Legal & regulatory

80/20 Rule (Dual Jobs Rule)

Also called: dual jobs rule, 20 percent rule, 80/20

A federal labor rule limiting how much sidework a tipped employee can do at the tipped wage — historically 20% of work time, with the rest paid at full minimum wage.

The 80/20 rule (also called the "dual jobs" rule) governs how much non-tip-producing sidework a tipped employee can perform at the lower tipped wage before the employer loses the tip credit and must pay the full minimum wage.

Historical evolution:

  • Pre-2018: DOL guidance limited sidework to 20% of work time at the tipped wage
  • 2019: Trump-era DOL opinion letter rescinded the 20% cap
  • 2021: Biden-era DOL final rule reinstated the rule with a twist — sidework over 20% OR more than 30 continuous minutes at any single task triggers full minimum wage for the excess
  • 2024: Fifth Circuit struck down the 2021 rule in Restaurant Law Center v. DOL, holding DOL exceeded its authority. The rule is no longer enforceable in the 5th Circuit (TX, LA, MS).
  • 2026 status: federal landscape unsettled. States with their own dual-jobs rules continue to enforce them.
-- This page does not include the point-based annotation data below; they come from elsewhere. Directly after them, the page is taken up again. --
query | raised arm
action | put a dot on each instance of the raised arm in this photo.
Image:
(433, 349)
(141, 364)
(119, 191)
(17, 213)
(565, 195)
State-level dual-jobs rules (as of 2026): California, Illinois, Massachusetts, Minnesota, New York, Washington all have variations. The specifics vary — some cap sidework at 20%, others at 30%, others at "more than de minimis."

For workers: track your sidework time. Even where federal enforcement is in question, state law may still entitle you to full minimum wage for hours over the threshold.